Jean Poher, dernier exploitant du Rex d'Armentières

Alors que le nouveau cinéma d'Armentières sort lentement de terre, la Voix du Nord nous propose un portrait de l'ancien exploitant du dernier cinéma de la ville, le Rex, qui a fermé ses portes en

Voici l'article de Catherine Quételard :

Jean Poher : une vie de cinéma ! Son père gérait, en banlieue parisienne, trois salles qu'il a reprises à 20 ans avant de migrer à Armentières où il a dirigé le Rex, de 1960 jusqu'en 1995. Deux ans plus tard, la salle fermait. Il se souvient de l'âge d'or du cinéma à Armentières.

Les cinémas avaient pour nom Gloria, Palace ou Rex. À Armentières, on avait inauguré le Rex en 1936 avec Golgotha . Cette année-là, Jean Poher avait deux ans et vivait à Treil, en banlieue parisienne, où son père, ingénieur électricien de formation, exploitait trois salles de cinéma. Vingt ans plus tard, bac en poche, il prend le relais paternel avant de racheter le Rex armentiérois, le fonds de commerce d'abord, en 1960, puis l'immeuble en 1968. Avant lui, Melle Eva - et son long fume-cigarette - tenait la salle armentiéroise qui abritait au sous-sol une salle de jeu.
Jean Poher devient « le Mr du Rex » qu'il gère avec son épouse, Janine, à la caisse. Les placeurs, en costumes offerts par le tailleur Boidin tout proche, avaient fière allure dans leur tenue rouge de groom puis dans une autre, bleue, avec des épaulettes dorées et une casquette. À l'entracte, ils proposaient esquimaux ou sachets de cacahuètes. Le dimanche après-midi, les internes de l'École nationale professionnelle (maintenant Gustave-Eiffel) formaient un gros contingent réservé de 150 places. Beaucoup d'habitués tenaient à leur place attitrée au balcon. « On s'habillait pour venir au cinéma », rappelle le directeur ; des Belges venaient cravatés. Le Rex était plus select que le Casino, une autre salle plus populaire, rue Deceuninck, et plus généraliste que le Central, rue Kennedy, qui s'en tenait à une cote morale stricte. Quant au prix, « c'était donné ! (1,20 franc) ».
Le quartier était animé avec l'usine textile Beaudeux (lieu du futur cinéma), la chambre patronale, en face du Rex, les restaurants dont le réputé Comte d'Egmont, en face de la gare. Boulangerie et tabac avaient leur clientèle. Et le cinéma participait à l'animation, le week-end, avec un nocturne le samedi, et la séance du mercredi après-midi.

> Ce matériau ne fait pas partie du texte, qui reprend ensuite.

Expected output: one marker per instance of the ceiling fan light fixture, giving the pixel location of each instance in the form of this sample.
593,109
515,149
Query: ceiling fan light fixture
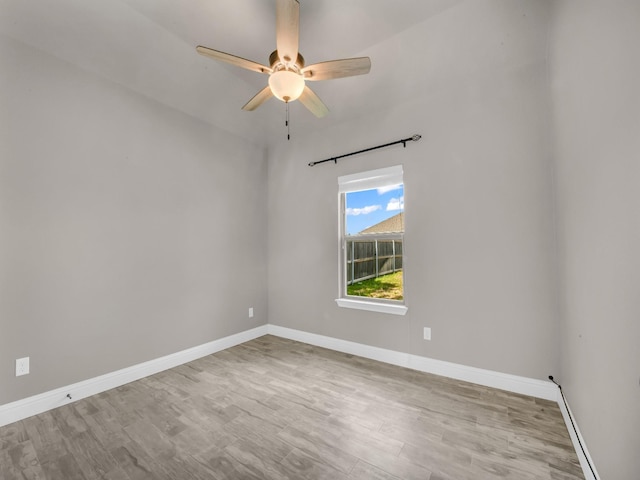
286,85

Si, dans les années 60, le public ne regardait pas trop la programmation pour venir, les temps ont changé à la décennie suivante. Il a fallu offrir des sorties nationales. La salle de jeu, avec baby-foot et flippers, exploitée jusqu'en 1975, cède la place à une seconde salle (200 places) qui s'ajoute à la première (850 places). En 1980, « on a fermé le balcon » pour créer une troisième salle. En 1986, le couple acquiert la maison voisine qu'elle transforme en deux autres salles (150 places chacune). « Cinq salles, c'est bien », estime Jean Poher qui avait évalué, selon l'étude de marché, la clientèle potentielle à 90 000 habitants avec les environs. Ainsi il pouvait rivaliser «  avec Lille et Paris », offrant les films à leur sortie nationale. Tous les lundis, les résultats d'entrées étaient communiqués.
La Grande Vadrouille, quinze jours à l'écran ! L'exception. « Un ciné-club était animé par une association  », une fois par mois. « On s'est maintenu à 150 000 entrées par an » mais à partir de 1990, les chiffres chutent ; il vend le Rex à la mairie et une société d'économie mixte est créée. Quand il prend sa retraite en 1995, le cinéma n'a plus que deux ans à vivre, victime du Kinépolis. Même si Gabin, Delon ou Belmondo restent ses acteurs fétiches, il a vu Le Monde merveilleux d'Oz et ira au nouveau cinéma, en attendant que la façade de son Rex retrouve une apparence digne de son passé. Vendu au promoteur lillois P. Boulanger, le lieu doit abriter des appartements.